At the risk of repeating myself, I really do not understand why the market values Aircastle Ltd. (AYR: 14.14 0.00 0.00%) as low as it does. The aircraft leasing company has great cash flow, pays a nice dividend and has a low debt to value ratio. Let me lay out the facts and remember the current share price as I write this is $5.63 and the market cap of the company is $442 million. Figures are from today’s 3rd quarter earnings release.

  • Aircastle’s modern fleet of aircraft has a book value of $4.0 billion. The company debt is $2.5 billion. They have $1.5 billion of equity in their aircraft vs. a market cap of $442 million.
  • For the 3rd quarter AYR had free cash flow (net income plus depreciation) of $1.12 per share, or annualized $4.48 per share of free cash flow against a $5.63 share price.
  • The annual dividend is $1.00 per share giving the stock a yield of 17.7%. They have 4.5 times coverage of the dividend in free cash flow.

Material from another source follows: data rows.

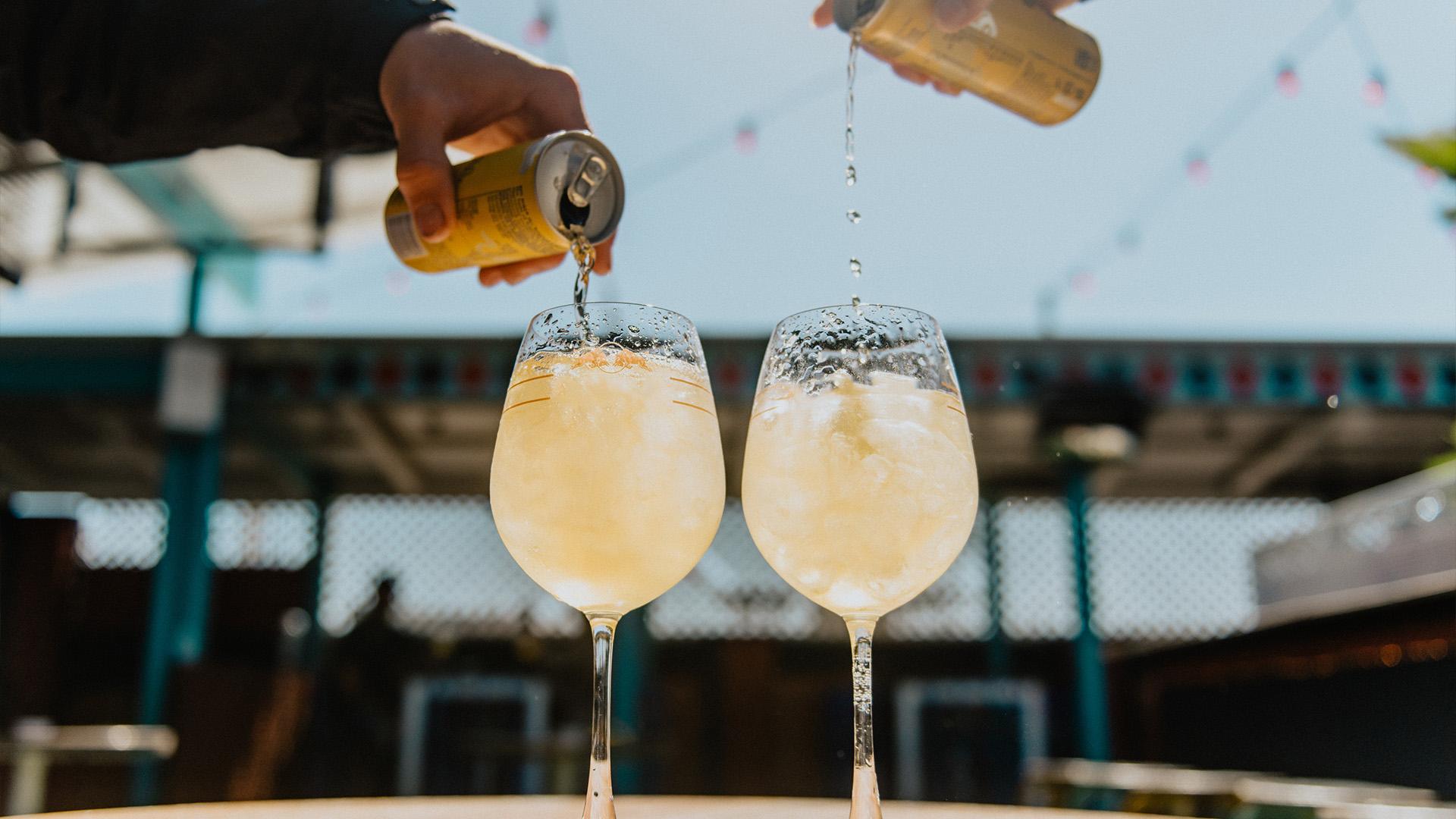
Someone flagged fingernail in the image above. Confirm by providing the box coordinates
[415,202,446,242]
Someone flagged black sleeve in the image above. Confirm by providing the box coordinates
[0,0,451,162]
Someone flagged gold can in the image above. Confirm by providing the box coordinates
[834,0,1102,125]
[384,131,625,272]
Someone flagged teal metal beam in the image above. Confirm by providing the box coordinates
[133,431,221,805]
[1065,463,1112,759]
[981,498,1010,678]
[131,252,226,805]
[109,158,258,303]
[0,354,162,398]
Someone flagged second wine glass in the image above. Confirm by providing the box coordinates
[742,305,977,819]
[491,302,723,819]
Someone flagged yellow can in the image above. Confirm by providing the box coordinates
[384,131,625,272]
[834,0,1102,125]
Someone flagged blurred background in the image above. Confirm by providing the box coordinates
[0,0,1456,814]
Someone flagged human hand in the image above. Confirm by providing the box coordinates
[378,20,611,287]
[812,0,1078,96]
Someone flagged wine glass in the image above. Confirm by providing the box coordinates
[491,302,723,819]
[742,305,977,819]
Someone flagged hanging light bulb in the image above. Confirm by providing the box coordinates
[1185,156,1213,185]
[526,10,551,46]
[1360,71,1385,108]
[733,120,758,153]
[1117,224,1143,253]
[1274,63,1299,99]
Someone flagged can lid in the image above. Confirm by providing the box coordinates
[536,131,626,245]
[833,0,883,30]
[1233,777,1436,808]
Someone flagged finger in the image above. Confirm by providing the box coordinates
[526,67,592,139]
[592,233,617,275]
[935,0,992,30]
[890,65,930,86]
[810,0,834,28]
[394,117,456,242]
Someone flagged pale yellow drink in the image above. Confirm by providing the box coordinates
[491,348,723,613]
[742,373,977,620]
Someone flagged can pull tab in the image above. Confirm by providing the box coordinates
[566,155,607,207]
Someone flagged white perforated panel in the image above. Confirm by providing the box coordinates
[318,495,587,637]
[76,498,168,570]
[207,500,318,570]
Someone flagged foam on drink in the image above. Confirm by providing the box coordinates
[742,373,978,618]
[491,344,723,613]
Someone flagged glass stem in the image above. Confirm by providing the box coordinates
[581,615,620,819]
[845,618,880,819]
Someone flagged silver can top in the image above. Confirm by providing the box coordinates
[833,0,885,30]
[536,131,626,245]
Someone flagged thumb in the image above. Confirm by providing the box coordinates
[394,122,456,242]
[935,0,992,30]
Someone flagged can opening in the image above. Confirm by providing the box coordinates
[557,185,592,225]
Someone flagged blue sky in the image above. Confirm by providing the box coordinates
[0,0,1456,341]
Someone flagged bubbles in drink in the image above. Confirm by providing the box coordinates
[845,30,859,173]
[571,226,597,321]
[845,30,864,310]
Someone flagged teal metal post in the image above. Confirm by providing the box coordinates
[303,472,334,672]
[131,256,223,805]
[981,498,1010,679]
[611,609,652,794]
[1065,463,1111,759]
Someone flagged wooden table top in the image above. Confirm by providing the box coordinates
[20,795,1147,819]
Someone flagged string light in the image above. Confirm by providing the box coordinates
[1117,224,1143,253]
[733,120,758,153]
[1274,63,1299,99]
[1360,71,1385,108]
[1185,156,1213,187]
[526,9,552,46]
[1043,0,1392,334]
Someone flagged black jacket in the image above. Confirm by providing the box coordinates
[0,0,450,162]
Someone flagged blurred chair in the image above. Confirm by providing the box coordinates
[397,675,551,795]
[0,718,177,814]
[896,679,1046,800]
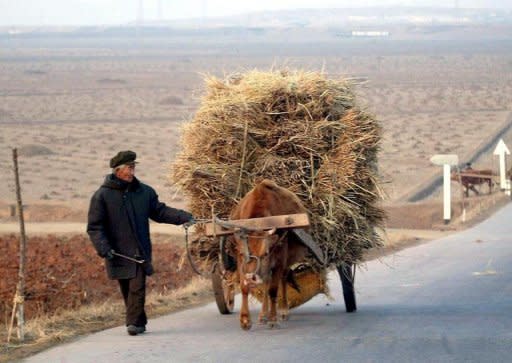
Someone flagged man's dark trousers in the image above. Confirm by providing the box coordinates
[118,265,148,326]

These results are pretty much the same as Aircastle has produced for the last 3 quarters. Their aircraft are 99% leased out and all financing is secure until 2013. Every time the stock gets hammered I wonder what I missed and each quarter the results come out with strong earnings and cash flow. I do not see any reason why this is not a $15 stock. If it was a $15 stock, the board might be tempted to start increasing the dividend, which they could easily do. At the current stock valuation they are just as well off keeping the cash or paying down debt. AYR is a component of this site’s Income Portfolio.